Secrets of the ancient Roman battle: Excavations in Switzerland have led to a sensational discovery

Archaeological excavations being conducted in Switzerland have led to a fascinating discovery – the site of an ancient Roman battle. The search resulted in a unique collection of metal objects, including weapons and military equipment. The main find was a Bronze Age hoard, which caused quite a stir among local archaeologists.

The research was carried out in the town of Oberhalbstein, located in the municipality of Sures. The first traces of an ancient Roman battle were discovered here back in 2003. Only recently, however, professional excavations were carried out in a field to the south of the prehistoric settlement on the transalpine trade route.
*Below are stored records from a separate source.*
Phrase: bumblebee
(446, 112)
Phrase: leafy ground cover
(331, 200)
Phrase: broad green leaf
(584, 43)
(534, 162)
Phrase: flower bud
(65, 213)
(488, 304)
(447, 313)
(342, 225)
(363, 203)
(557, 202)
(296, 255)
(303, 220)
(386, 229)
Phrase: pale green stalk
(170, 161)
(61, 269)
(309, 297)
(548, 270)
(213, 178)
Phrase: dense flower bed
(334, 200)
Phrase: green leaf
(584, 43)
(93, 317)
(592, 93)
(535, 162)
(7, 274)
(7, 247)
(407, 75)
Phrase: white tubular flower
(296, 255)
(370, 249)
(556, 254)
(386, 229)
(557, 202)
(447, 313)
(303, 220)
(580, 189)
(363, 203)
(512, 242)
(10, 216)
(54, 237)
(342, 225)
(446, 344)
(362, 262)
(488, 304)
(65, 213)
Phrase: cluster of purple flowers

Thanks to the efforts of archaeologists and numerous volunteers, hundreds of Roman “bullets” – small sling-throwing projectiles, nails, daggers and other military equipment – were recovered from the ground. These weapons and ammunition from the time of Augustus indicate that large-scale military action took place on this field.

According to archaeologists, this encounter site was the scene of a major battle between the local Suanite tribes and three Roman legions led by the future Emperor Tiberius. The battle took place in 15 BC. It is interesting to note that this is the only Roman battlefield officially attested in Switzerland. In 2008 the remains of a Roman military summer camp were discovered, but no traces of battles were found there. The camp was set up to control the strategically important Septimer Pass.

The most surprising discovery, however, was an older Bronze Age hoard found at the site of the battle. It was the first find of its kind in the territory of this canton, so it caused a real stir among local experts. The objects were packed in a piece of leather, placed in a wooden box and carefully buried. The total number of bronze artifacts found is about 80 pieces.

The bulk of the collection is made up of ingots and pieces of unworked copper, which were used to produce metal objects in this Alpine region. In addition, finished objects such as sickles, axes, saw fragments, and jewelry have also been found. They were all intentionally damaged, indicating a ritual “killing” before burial as a sacrifice to the gods.

This discovery gives us a glimpse into the ancient history of the region and an understanding of how people lived and fought thousands of years ago. Unfortunately, much remains a mystery as researchers continue to work on deciphering these artifacts and their significance to ancient culture.